Digital rectal exams for prostate cancer staging could become a thing of the past thanks to MRI. A new study in JAMA Network Open found that MRI performed as well as digital exams in determining the extent of prostate cancer disease.
Prostate cancer screening is moving closer to becoming a more widely accepted test, and MRI has played a major role in that evolution by enabling more precise workup of men with high PSA levels.
- But what about other aspects of prostate cancer diagnosis and treatment, such as staging men found to have clinically significant disease? It turns out MRI has a role to play there as well.
To learn more, researchers from Germany looked at data from 4.4k men with a median age of 66 and median PSA level of 7.4 ng/mL (anything over 3 ng/mL is typically referred for additional workup). All patients were scheduled for radical prostatectomy.
- Patients received digital rectal exams to assign clinical T stage and assess characteristics of cancer severity, such as local tumor extent, extracapsular extension, and seminal vesicle invasion.
This was compared to multiparametric MRI scans on 1.5T or 3T systems, with data reported using the PI-RADS scale. The study’s primary outcome was distant metastasis-free survival.
Among the patient cohort, researchers found…
- MRI staging was slightly more accurate than digital exams for predicting biochemical recurrence-free survival (C index = 0.62, with 0.5 representing chance-level prediction and 1 indicating perfect prediction).
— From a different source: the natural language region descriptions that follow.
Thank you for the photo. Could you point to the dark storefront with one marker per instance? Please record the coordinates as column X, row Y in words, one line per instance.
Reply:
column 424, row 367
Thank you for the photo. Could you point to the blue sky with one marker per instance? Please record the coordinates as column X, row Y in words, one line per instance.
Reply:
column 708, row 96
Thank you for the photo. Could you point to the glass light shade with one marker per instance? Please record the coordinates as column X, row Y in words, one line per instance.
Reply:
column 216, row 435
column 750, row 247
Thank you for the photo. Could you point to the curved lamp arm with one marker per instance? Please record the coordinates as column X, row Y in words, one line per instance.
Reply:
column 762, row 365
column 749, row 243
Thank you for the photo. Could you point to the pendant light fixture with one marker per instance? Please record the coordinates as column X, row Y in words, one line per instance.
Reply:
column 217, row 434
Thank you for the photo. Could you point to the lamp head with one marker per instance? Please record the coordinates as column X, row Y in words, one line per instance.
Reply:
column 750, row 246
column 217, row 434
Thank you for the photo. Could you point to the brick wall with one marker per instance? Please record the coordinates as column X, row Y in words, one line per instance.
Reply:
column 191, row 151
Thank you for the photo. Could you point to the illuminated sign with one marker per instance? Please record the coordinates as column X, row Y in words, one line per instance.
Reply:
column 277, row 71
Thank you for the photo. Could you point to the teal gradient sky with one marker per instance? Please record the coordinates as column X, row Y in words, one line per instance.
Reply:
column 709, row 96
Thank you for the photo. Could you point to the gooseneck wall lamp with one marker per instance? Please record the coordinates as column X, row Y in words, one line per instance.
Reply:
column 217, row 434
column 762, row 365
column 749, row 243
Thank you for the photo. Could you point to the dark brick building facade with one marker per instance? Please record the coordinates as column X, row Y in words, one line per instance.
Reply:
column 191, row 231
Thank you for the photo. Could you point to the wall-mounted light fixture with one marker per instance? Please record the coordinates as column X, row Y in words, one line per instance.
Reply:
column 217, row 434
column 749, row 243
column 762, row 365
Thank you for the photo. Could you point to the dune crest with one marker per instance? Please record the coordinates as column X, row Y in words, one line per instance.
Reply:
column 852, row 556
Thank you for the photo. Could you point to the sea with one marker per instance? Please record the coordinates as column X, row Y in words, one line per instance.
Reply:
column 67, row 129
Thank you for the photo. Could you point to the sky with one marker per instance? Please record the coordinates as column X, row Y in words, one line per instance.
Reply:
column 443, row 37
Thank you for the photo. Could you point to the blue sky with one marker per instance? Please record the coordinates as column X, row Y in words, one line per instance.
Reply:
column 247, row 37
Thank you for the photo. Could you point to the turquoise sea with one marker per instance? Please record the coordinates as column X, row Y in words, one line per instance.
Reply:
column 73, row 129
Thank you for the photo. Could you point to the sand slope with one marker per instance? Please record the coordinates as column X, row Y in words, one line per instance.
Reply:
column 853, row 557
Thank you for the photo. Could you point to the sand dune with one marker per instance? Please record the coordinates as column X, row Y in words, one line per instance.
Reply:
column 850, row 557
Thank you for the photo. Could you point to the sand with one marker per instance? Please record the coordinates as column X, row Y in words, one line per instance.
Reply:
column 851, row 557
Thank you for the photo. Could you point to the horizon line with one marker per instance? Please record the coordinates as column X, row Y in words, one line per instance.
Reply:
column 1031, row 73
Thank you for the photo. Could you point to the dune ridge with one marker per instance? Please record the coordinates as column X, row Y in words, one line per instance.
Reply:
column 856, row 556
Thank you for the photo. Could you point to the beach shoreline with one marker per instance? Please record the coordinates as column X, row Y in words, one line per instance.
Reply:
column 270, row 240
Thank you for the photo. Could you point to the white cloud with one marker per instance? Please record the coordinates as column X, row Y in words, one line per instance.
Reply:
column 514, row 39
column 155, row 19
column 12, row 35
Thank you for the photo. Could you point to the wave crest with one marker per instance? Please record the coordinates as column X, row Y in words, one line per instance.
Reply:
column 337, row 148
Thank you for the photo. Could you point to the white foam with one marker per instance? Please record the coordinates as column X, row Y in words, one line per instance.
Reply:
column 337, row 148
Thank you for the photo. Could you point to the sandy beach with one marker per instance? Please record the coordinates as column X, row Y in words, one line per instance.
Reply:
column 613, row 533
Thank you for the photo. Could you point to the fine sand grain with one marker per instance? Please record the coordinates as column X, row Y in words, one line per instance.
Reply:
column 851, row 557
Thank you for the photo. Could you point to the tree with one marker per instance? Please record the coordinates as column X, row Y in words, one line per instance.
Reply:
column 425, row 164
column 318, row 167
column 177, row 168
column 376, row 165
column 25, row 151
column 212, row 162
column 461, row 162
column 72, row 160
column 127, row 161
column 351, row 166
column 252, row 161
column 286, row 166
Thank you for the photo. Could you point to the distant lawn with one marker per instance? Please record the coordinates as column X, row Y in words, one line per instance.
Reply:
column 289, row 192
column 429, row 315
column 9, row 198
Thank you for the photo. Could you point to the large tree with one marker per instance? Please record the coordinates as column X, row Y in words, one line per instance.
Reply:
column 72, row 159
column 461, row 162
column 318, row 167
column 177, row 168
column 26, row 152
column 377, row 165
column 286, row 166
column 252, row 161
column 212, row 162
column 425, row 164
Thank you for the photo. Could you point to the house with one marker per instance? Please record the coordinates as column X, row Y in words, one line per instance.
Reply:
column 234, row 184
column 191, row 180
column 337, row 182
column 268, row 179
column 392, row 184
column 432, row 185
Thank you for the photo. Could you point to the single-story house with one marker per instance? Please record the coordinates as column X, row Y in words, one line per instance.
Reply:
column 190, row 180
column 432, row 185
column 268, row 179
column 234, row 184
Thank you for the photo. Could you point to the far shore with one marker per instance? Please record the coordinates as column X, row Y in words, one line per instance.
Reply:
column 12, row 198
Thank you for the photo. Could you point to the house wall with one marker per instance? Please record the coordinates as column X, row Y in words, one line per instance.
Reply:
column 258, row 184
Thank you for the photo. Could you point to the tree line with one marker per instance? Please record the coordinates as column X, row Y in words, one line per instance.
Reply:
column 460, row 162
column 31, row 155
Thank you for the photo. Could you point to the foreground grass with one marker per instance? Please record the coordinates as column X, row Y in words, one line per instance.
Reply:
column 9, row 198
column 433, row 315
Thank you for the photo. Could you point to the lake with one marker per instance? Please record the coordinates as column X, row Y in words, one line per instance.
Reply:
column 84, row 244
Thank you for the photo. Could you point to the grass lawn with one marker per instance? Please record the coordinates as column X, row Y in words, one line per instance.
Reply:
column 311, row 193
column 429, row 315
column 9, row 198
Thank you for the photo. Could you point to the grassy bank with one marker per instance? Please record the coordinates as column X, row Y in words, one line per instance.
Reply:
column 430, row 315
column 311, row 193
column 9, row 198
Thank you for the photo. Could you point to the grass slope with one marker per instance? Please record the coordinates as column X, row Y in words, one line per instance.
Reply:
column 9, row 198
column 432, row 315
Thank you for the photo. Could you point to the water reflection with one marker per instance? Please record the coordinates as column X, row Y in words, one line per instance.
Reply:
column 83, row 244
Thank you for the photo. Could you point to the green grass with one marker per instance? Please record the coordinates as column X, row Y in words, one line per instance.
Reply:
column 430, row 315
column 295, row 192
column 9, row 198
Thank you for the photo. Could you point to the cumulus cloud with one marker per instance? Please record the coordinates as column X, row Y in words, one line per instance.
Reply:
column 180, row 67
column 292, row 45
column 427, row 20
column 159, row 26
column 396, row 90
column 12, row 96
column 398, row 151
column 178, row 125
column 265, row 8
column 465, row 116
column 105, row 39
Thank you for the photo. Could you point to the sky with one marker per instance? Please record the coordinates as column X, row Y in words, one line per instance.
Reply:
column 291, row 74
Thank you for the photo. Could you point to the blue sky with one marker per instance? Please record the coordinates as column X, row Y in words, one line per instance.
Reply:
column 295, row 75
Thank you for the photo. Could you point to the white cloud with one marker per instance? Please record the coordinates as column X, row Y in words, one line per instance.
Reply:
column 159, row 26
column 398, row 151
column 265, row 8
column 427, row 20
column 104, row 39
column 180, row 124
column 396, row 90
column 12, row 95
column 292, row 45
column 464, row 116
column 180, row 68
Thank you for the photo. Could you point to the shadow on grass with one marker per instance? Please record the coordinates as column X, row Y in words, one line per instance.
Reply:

- And MRI was also better at predicting distant metastasis-free survival (C index = 0.67).
- But MRI and digital exams were comparable when using four of the major prostate cancer risk classification systems in Europe.
What to make of the results? MRI didn’t have a huge advantage over digital rectal exams, but it was good enough for the authors to suggest that digital exams could be eliminated in favor of MRI workup instead.
- That would enable clinicians to avoid many of the digital exam’s shortcomings, such as subjectivity, operator dependency, and restricted ability to assess extracapsular extension or seminal vesicle invasion.
The Takeaway
This week’s study shows that MRI’s role in prostate cancer diagnosis and treatment goes beyond just screening, and the digital rectal exam’s role for patient staging could soon become a thing of the past in all but a few cases.